Malaysia imposed the MCO on March 18, which was eventually eased in May and June during which the economy was gradually opened up.
“However, in May, the GDP was minus 19.5% and in June, it was a smaller contraction of 3.2%, which was a sharp upswing as businesses had started operating,” Zafrul told Bernama and TV3 today.
“In cumulative, the second-quarter GDP dipped 17.1% as the country went into a lockdown with strong enforcement to stem the spread of Covid-19.
V-shaped recovery from May
“We are seeing a V-shape recovery starting May. Hence, June is a good barometer to show the economy is improving.”
“We hope the economy will continue to improve in the third and fourth quarters of the year,” he said.
He said month-to-month comparisons would show the improvements: the unemployment rate in June declined to 4.9% from 5.3% in May, while the Industrial Production Index rebounded 26.2% in June from May, and wholesale and retail sales grew 21.8% in June compared with the previous month.
Malaysia’s manufacturing Purchasing Managers’ Index recovered strongly from 31.3 in April to above 50.0 in June and July, indicating that the sector has moved past the MCO period of contraction.
Consumer spending has also improved, with a 6.3% increase in passenger car sales in June, compared to last year.
Malaysia’s GDP for 2020 is forecast to contract by 3.5% to 5.5% but is expected to recover and post a growth of 5.5% to 8% next year, with the national economic stimulus packages expected to contribute more than 3% to GDP growth this year.
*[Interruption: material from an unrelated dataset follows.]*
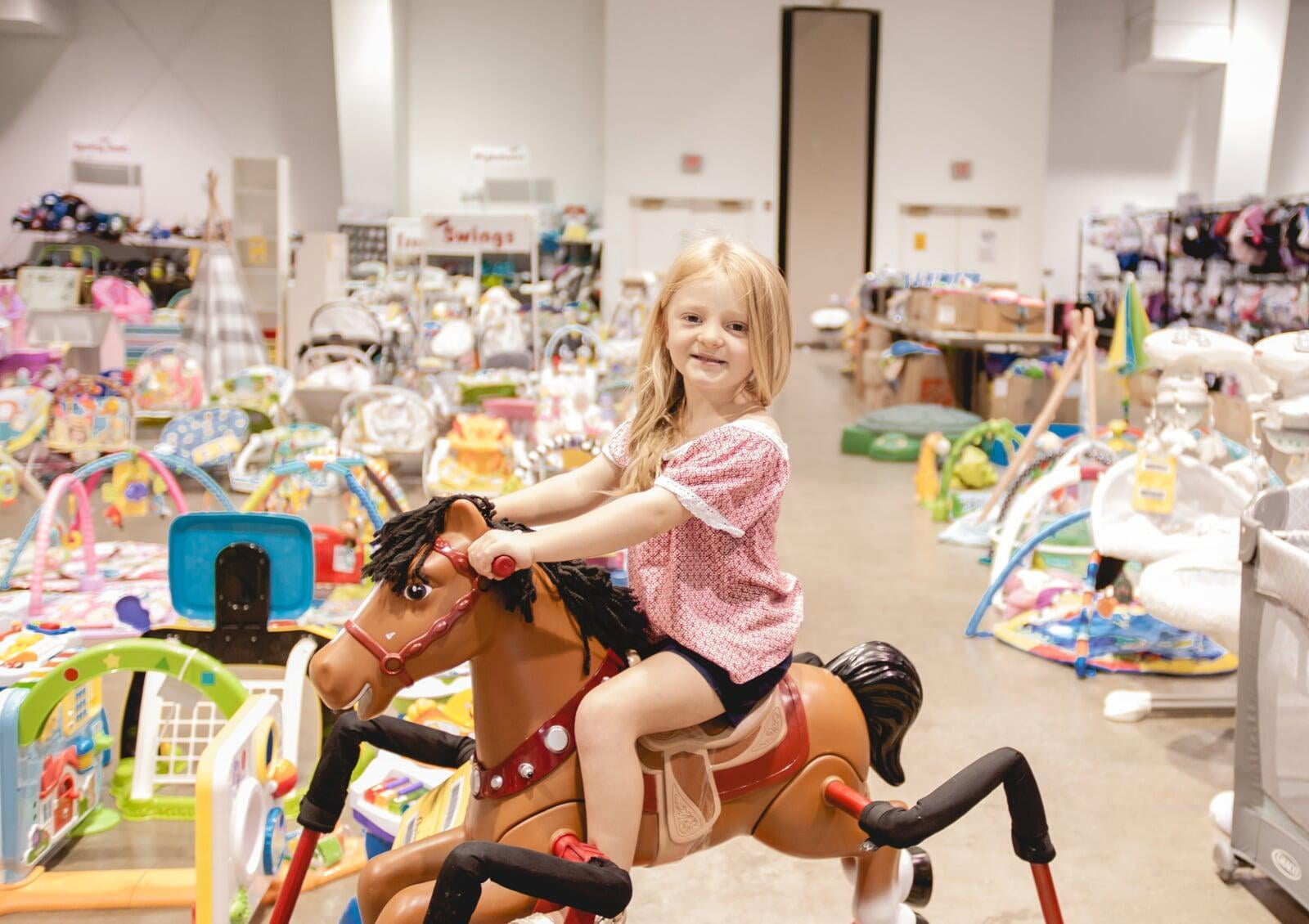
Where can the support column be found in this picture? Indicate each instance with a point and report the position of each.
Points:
(1250, 89)
(370, 106)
IMF predicts 6.3% growth next year, World Bank says 6.9%
For the 2021 outlook, he said the International Monetary Fund had projected the Malaysian economy to grow at an average of 6.3% while the World Bank expected 6.9% growth.
Zafrul said later that Malaysia’s financial system fundamentals were still strong.
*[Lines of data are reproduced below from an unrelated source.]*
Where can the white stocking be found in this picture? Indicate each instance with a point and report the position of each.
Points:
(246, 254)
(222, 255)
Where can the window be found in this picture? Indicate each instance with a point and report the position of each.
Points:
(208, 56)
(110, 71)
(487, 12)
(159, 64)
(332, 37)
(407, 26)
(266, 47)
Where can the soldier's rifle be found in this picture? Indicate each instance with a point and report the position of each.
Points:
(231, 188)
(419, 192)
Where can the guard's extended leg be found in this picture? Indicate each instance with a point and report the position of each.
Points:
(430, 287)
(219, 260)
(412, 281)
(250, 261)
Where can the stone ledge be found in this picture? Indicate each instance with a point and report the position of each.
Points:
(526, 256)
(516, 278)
“Unlike during the global financial crisis in 2008-2009, the Malaysian banking system entered this challenging episode from a position of strength” with a capital buffer of RM121 billion, more than three times the level during the global financial crisis.
Ample liquidity, coupled with sound asset quality and a robust risk management framework, has continued to support lending activities and the overall economy, he said.
“We are now in the recovery phase and in the midst of preparing for the revitalise phase, which will be presented in the upcoming Budget 2021 announcement, scheduled for November, he said.